Every finite field of a given cardinality is isomorphic, yes.
Here is what I think is the shortest proof "from scratch." First, every field has a prime subfield, namely the subfield generated by $1$. If $F$ is a finite field, the prime subfield must be $\mathbb{F}_p$ for some prime $p$, and $F$ is finite-dimensional as a vector space over $\mathbb{F}_p$ and so must have cardinality $p^n$ where $n = \dim_{\mathbb{F}_p} F$.
Next, the multiplicative group $F^{\times}$ has order $p^n - 1$, so by Lagrange's theorem every nonzero element satisfies $x^{p^n - 1} = 1$, and since there are $p^n - 1$ nonzero elements these must constitute exactly the roots of this polynomial. It follows that $F$ is isomorphic to the splitting field of $x^{p^n - 1} - 1$ in the algebraic closure $\overline{\mathbb{F}_p}$, which is unique given its cardinality $p^n$. (This argument can be replaced with a more explicit argument using the primitive element theorem: you write $F$ as $\mathbb{F}_p[\alpha]/f(\alpha)$ for an irreducible polynomial $f$ of degree $n$, then by the above argument $f(x) \mid x^{p^n - 1} - 1$, and since this is true for every irreducible polynomial of degree $n$ this shows that $F$ does not actually depend on the choice of $f$, since in fact it contains (and is generated by) a root of every other irreducible polynomial of degree $n$. There is also a third argument using the Frobenius map $x \mapsto x^p$.)

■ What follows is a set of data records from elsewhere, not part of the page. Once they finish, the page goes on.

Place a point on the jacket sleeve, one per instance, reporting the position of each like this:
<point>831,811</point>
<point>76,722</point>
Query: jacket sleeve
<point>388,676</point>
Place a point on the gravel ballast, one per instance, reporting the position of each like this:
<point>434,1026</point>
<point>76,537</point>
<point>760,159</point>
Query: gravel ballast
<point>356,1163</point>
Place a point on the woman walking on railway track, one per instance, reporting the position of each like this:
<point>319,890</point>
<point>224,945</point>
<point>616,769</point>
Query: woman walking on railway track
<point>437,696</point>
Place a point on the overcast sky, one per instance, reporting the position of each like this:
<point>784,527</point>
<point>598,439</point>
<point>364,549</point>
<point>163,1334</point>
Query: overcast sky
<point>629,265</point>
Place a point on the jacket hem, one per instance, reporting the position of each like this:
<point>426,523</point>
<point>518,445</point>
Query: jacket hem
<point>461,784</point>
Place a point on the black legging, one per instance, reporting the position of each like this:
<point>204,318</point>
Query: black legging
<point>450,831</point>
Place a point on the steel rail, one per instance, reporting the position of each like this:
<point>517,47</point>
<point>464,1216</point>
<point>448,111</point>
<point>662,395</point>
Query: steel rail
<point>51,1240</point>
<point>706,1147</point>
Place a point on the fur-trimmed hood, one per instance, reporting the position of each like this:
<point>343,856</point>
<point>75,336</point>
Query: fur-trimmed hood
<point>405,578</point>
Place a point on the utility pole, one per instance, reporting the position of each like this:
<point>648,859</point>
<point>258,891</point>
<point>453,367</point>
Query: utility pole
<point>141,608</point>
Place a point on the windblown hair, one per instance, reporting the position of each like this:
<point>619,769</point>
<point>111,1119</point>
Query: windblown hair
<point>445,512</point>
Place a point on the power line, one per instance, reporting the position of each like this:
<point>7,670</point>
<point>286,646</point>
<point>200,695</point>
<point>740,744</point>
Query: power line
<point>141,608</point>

The only thing left to do from here is to show that for every prime power $p^n$ there actually exists a finite field of that order. This can be done using Mobius inversion to count the number of monic irreducible polynomials over $\mathbb{F}_p$ of degree $n$; the answer turns out to be a necklace polynomial
$$\frac{1}{n} \sum_{d \mid n} \mu(d) p^{\frac{n}{d}}$$
and this count is always positive; in fact it's at least $\frac{p^n - p^{n-1} - \dots - 1}{n}$ and the numerator is positive because $p \ge 2$.
Edit: Ah, actually there's a simpler argument. Once we're willing to grant that the algebraic closure $\overline{\mathbb{F}_p}$ exists, we can construct $\mathbb{F}_{p^n}$ as the set of roots of $x^{p^n} - x$ inside of it. This is the fixed subfield of the $n^{th}$ power of the Frobenius map $x \mapsto x^p$ so it is in particular a finite field, and it has order $p^n$ because we can check by taking the formal derivative (which is $-1$) that this polynomial is separable and therefore has no repeated roots.
As for your last question, you can generalize from fields to semisimple rings. Every semisimple commutative ring is (uniquely, up to permutation) a finite direct product of fields, so every finite semisimple commutative ring is a finite direct product of finite fields. Funnily enough this implies that the count of finite semisimple commutative rings is exactly the same as the count of finite abelian groups, which is A000688.